How this course is structured. Course 5 is built around three textbooks plus a synthesis. You read the first textbook, then complete Assignment 1. You read the second textbook, then complete Assignment 2. You read the third textbook, then complete Assignment 3. Finally, you complete Assignment 4, the synthesis, which draws the three subjects into one coherent anthropological framework in your own voice. Four credits. Four assignments. One complete vocabulary for the creature that receives, the creature that has fallen, and the creature that hears and answers.
The Three Textbooks
The Language of the Receiving Creature
A vocabulary study in ten words: Rest for the Soul, Yoke, Meek, Weariness, Weakness, Thirst, Living Water, Abide, Vine and Branch, and Vapor. The catechist's vocabulary for the creature that receives before it generates, and the posture at the center of its aliveness.
The Language of the Fall
A vocabulary study in ten words: Babel, Tongue, Scatter, Generations, Seed, Groaning, Eager Expectation, Firstfruits, Resurrection, and Transformation. The vocabulary of the fracture the creature carries, the arc from Babel through Pentecost, and the shape of the repair.
The Language of Speech and Hearing
A vocabulary study in ten words: To Hear, Voice, Mouth, Silence, Meditation, Spoken Word, Writing, Parable, Ear, and To Bless. The vocabulary of the interface between word and life, where the creature meets its Maker in speech and in listening.
The Four Assignments
Each assignment is a complete work package: the reading that precedes it, three worked scenarios that model the anthropological move the course is training, and the specification for the paper and videos the student produces. Assignments 1 through 3 are one per textbook. Assignment 4 is the synthesis.
Subject 1: The Language of the Receiving Creature
Complete the first textbook. Choose one of three worked scenarios. Produce a paper of roughly 1,500 words and a recorded video of up to 20 minutes. Respond to three challenge questions in a second video.
Subject 2: The Language of the Fall
Same format as Assignment 1, applied to the second textbook. The scenarios turn from the creature's posture to the fracture the creature carries, and to the vocabulary of the repair.
Subject 3: The Language of Speech and Hearing
Same format as Assignments 1 and 2, applied to the third textbook.

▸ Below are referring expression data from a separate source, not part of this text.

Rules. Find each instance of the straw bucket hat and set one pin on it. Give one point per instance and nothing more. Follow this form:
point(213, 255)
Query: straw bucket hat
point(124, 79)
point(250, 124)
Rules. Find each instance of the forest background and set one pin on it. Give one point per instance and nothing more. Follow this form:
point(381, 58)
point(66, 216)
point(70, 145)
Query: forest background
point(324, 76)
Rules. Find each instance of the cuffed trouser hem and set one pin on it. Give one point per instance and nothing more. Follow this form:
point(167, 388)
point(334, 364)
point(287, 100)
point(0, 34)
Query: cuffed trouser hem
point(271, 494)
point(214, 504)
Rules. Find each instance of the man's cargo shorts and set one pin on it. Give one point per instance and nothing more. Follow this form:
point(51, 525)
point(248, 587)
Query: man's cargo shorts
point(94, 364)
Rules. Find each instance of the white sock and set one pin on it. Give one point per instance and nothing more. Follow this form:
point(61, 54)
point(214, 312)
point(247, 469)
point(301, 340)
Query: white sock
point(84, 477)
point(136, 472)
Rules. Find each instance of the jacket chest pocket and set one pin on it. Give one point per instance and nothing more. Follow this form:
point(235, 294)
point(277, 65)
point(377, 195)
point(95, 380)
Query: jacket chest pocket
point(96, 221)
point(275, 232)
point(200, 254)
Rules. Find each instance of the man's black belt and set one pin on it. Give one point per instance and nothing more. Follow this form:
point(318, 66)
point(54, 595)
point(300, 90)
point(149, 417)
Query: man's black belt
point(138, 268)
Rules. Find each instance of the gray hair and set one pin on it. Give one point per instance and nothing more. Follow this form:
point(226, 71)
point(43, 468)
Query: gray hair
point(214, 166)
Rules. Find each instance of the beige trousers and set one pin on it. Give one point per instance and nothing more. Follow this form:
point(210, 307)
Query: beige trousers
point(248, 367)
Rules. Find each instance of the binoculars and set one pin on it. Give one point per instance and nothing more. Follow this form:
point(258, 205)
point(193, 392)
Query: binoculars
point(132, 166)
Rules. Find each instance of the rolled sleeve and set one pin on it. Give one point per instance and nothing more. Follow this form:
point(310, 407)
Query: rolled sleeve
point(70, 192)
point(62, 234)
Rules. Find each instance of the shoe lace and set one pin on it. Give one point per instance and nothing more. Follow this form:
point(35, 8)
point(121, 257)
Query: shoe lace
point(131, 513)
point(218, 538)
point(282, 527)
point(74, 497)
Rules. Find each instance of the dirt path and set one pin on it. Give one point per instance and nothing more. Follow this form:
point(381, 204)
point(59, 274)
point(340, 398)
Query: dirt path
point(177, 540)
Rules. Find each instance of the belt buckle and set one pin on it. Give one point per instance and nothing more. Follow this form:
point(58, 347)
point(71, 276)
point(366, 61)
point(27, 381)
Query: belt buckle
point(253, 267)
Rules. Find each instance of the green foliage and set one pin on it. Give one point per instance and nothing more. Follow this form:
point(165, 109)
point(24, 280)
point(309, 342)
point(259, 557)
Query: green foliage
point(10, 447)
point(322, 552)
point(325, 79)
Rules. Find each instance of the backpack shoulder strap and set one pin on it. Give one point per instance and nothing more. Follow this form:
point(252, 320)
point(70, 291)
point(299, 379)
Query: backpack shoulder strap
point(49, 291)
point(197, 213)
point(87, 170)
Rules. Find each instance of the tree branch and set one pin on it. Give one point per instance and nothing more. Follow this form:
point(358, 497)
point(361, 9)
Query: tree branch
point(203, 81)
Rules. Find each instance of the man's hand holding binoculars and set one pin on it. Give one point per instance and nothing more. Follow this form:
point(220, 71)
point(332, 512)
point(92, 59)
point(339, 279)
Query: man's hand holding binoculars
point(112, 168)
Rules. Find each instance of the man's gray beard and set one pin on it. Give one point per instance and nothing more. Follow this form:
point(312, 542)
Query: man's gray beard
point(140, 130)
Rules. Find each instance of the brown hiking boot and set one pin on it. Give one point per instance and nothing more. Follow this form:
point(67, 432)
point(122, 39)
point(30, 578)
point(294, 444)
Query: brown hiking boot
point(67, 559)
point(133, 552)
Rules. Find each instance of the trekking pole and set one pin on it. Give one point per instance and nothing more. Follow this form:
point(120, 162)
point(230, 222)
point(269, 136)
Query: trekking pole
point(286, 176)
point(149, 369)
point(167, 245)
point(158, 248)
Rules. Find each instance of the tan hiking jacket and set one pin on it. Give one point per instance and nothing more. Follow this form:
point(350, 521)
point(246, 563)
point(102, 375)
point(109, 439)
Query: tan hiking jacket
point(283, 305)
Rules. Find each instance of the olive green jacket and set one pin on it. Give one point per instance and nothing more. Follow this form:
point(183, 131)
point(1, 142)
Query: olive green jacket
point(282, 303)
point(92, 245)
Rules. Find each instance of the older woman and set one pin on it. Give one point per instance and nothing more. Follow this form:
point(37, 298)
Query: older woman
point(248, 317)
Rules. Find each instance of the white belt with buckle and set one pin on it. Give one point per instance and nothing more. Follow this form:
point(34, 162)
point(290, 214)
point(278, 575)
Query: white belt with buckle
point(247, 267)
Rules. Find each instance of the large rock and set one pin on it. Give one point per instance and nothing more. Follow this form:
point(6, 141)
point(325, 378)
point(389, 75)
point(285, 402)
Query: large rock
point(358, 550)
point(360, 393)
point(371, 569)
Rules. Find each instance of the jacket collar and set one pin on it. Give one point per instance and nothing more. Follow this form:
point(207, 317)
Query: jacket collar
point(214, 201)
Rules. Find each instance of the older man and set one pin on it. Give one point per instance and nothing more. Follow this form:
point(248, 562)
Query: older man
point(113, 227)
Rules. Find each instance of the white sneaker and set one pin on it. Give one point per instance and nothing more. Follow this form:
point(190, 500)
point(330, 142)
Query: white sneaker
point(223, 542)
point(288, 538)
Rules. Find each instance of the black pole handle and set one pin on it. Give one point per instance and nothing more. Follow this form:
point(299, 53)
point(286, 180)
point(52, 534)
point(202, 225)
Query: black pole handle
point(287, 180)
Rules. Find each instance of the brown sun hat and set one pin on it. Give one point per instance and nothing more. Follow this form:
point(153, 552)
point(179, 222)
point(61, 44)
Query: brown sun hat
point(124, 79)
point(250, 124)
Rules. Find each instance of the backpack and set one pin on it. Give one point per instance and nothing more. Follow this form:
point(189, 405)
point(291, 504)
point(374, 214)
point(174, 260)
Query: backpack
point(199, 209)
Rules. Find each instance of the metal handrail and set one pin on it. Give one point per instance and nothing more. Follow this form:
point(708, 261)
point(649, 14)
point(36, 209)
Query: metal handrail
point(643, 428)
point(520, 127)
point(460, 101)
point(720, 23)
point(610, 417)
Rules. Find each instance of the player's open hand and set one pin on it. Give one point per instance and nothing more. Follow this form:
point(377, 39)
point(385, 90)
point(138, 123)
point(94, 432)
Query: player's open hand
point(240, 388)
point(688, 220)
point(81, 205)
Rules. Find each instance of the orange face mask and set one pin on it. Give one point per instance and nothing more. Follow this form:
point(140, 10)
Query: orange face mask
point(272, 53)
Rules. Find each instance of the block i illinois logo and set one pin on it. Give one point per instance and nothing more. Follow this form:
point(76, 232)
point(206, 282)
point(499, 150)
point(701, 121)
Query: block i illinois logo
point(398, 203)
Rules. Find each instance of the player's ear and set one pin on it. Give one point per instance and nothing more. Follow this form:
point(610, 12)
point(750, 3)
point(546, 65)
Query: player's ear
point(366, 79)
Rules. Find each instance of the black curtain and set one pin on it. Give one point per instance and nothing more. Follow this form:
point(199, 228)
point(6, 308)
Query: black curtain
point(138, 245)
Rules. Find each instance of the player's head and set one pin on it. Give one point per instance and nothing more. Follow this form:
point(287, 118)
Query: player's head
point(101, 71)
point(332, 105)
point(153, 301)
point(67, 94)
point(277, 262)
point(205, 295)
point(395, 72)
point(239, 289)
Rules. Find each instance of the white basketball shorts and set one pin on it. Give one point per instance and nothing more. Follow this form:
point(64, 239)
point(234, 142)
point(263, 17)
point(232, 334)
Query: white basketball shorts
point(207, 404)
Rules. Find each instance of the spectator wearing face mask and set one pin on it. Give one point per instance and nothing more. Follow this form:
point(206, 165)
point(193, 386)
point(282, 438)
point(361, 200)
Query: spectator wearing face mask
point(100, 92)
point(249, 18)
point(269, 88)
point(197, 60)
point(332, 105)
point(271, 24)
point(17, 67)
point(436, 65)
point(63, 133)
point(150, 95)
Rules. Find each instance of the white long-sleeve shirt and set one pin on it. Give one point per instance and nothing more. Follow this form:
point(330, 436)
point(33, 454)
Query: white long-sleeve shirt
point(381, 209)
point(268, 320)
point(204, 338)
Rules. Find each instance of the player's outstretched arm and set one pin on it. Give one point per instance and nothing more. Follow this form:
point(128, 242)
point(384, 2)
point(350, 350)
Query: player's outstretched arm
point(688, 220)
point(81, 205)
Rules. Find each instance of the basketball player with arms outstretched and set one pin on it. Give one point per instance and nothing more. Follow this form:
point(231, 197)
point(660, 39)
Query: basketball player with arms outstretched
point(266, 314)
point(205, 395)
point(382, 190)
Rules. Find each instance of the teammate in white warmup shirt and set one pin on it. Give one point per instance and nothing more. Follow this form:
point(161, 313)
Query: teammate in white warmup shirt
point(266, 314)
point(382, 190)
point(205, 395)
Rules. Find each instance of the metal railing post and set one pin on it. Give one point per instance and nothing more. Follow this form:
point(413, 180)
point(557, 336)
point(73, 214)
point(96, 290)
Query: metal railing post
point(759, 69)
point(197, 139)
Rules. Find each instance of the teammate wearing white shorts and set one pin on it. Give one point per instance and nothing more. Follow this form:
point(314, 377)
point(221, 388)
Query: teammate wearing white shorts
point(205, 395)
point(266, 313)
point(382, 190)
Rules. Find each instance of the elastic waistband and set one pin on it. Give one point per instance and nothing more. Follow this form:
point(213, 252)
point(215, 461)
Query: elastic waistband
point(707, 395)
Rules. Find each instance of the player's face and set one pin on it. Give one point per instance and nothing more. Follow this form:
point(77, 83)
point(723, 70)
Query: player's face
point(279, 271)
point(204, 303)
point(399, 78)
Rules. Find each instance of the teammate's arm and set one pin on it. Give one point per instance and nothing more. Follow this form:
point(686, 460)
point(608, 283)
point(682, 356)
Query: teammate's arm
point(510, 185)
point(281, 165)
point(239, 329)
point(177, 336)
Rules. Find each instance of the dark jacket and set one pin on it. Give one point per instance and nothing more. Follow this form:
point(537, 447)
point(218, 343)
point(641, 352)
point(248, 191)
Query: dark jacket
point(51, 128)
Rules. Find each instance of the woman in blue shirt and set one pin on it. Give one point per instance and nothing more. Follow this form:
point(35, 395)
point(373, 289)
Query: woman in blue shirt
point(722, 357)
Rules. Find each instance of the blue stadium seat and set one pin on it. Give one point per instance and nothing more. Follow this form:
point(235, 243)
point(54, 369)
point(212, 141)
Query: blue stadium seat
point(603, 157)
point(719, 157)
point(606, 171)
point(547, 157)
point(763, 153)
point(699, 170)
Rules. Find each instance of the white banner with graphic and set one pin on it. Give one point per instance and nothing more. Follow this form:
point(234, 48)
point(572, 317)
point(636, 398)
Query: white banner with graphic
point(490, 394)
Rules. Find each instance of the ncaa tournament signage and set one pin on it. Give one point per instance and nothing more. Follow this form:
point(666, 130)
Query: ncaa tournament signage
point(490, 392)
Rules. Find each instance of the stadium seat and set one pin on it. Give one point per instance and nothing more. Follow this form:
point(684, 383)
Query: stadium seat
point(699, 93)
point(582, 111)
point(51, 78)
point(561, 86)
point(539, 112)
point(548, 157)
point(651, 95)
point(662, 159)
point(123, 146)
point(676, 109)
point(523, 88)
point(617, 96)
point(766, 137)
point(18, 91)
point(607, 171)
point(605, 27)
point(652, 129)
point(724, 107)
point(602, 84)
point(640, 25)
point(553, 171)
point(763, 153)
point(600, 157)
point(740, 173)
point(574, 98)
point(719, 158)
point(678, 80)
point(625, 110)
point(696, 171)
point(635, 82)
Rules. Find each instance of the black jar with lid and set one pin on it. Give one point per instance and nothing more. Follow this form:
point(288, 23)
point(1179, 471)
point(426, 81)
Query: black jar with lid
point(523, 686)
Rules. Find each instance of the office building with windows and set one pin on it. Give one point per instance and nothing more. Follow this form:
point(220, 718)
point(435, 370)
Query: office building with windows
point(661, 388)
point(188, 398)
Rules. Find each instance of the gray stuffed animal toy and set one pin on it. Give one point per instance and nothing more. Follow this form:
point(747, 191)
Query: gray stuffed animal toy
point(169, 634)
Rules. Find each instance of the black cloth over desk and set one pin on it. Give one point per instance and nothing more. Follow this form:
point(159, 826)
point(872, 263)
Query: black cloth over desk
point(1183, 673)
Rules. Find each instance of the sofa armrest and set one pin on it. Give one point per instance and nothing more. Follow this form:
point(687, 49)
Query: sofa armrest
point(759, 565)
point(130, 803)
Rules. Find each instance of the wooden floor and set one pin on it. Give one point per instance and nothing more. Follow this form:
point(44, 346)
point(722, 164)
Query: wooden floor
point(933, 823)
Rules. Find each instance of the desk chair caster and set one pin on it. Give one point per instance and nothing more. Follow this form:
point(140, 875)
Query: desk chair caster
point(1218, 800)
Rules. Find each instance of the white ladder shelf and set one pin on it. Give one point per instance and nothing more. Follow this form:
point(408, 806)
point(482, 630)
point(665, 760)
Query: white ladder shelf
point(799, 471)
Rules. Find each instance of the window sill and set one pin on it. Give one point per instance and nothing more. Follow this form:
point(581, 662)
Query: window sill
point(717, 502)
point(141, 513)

The scenarios work the interface between word and life, where hearing and answering are a single motion.
The Synthesis: Broken Interfaces in the Catechist's Voice
The capstone of Course 5. The student draws the three subjects into a single coherent anthropological framework in their own voice, handing it over as a catechist would to a believer who has never been given the framework before.